Impact ionization of ice grains is used to explore the subsurface oceans of Enceladus with the Cosmic Dust Analyzer onboard Cassini, and Europa with the SUrface Dust Analyzer (SUDA) on Europa Clipper. Impact ionization of ice grains occurs by hypervelocity (velocities > 1km/s) impacts of ice grain into a detector, during which a fraction of the ice particle is converted into elemental and molecular ions that can then be analyzed by mass spectrometry. With increasing impact speeds, the greater energy available results in the generation of more ions, the breakup of molecular ions into elemental ions, and a reduction in the amount of cluster formation, but these effects are complex and compositionally dependent. Simulating hypervelocity ice grain impacts onto space detectors is crucial for interpreting the results of ongoing and future space missions. Laboratory analogue experiments are an essential element of the quantitative interpretation of impact ionization mass spectra recorded in space. For mineral, metallic and/or organic dust particles, this can be achieved by electrostatic acceleration of micrometer and sub-micrometer sized grains, by firing them upon duplicates of the space detector. Our research group participates in such experiments at accelerator facilities in Germany (at Stuttgart University) and the USA (at the University of Colorado at Boulder).

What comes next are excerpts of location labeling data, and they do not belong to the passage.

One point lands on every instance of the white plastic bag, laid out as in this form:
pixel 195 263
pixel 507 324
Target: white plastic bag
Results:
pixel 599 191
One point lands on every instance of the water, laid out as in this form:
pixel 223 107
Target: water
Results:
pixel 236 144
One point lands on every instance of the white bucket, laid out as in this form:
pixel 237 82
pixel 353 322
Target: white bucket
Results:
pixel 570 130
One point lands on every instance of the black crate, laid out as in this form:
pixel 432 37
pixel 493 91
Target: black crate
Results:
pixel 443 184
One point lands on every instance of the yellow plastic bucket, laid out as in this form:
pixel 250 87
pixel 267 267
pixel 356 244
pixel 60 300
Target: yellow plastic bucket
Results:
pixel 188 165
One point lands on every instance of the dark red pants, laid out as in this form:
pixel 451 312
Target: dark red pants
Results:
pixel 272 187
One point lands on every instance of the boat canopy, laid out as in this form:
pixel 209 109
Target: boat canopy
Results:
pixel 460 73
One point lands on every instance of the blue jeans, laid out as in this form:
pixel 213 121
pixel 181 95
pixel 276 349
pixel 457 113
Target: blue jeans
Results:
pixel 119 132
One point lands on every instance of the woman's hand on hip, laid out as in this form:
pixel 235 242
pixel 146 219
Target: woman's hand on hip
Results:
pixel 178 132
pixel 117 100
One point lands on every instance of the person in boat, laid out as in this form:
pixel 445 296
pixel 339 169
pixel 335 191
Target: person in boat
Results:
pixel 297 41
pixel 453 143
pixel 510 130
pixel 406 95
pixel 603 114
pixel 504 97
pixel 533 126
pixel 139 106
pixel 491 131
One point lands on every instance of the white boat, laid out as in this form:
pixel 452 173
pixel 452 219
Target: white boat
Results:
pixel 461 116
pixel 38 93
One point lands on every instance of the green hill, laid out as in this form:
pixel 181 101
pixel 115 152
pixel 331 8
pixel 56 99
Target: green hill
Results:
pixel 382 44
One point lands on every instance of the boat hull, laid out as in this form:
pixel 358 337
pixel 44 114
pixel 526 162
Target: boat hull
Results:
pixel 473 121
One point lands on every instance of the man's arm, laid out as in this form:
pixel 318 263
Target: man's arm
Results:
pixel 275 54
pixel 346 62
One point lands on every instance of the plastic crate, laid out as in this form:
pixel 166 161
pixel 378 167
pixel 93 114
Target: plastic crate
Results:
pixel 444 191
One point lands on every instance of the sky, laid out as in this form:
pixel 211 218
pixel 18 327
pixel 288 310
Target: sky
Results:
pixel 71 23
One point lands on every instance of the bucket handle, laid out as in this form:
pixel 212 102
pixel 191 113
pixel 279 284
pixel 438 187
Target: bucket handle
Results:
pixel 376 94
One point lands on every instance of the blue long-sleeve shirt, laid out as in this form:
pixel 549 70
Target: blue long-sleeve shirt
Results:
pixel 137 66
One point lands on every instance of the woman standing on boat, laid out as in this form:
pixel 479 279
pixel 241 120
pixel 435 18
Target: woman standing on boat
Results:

However, such experiments are technically much harder to perform with water-rich ice grains and acceleration of icy particles to the desired speed is currently not possible. Therefore, a laser-based analogue technique has been implemented to simulate the impacts of water-rich ice grains onto impact ionization mass spectrometers.This technique uses the principle of Laser Induced Liquid Beam Ion Desorption (LILBID) coupled to a reflection time-of-flight mass spectrometer. In the LILBID process, a pulsed infrared laser intersects a micrometer-scale water beam (or similarly sized water droplets) of known composition, to simulate an ice grain impact. The laser acts onto the liquid in the same way as a mechanical hit. Energy from the laser creates a cloud of cations, anions, electrons and neutral molecules which is similar to the impact cloud created by a hypervelocity ice grain impact in space. The cations or anions are then directed into a Time-of-Flight mass spectrometer which, after a predefined delay time, generates and records the analogue mass spectra. By setting a delay time, we select ions with specific ranges of velocities. By combining different delay times with variable laser energies, we can mimic spectra generated by different speed impacts in space. The laboratory laser apparatus is therefore key for the compositional analysis of ice grains detected in space, and has proved itself invaluable for interpreting Cassini Cosmic Dust Analyzer spectra from the Saturnian system. It will be crucial for the interpretation of SUDA impact mass spectra at Europa, and future missions to Enceladus and other icy ocean moons. The recorded spectra are stored in a comprehensive spectral reference library from a wide variety of organic and inorganic analogue materials, in matrix solutions which simulate a range of icy grain bulk compositions.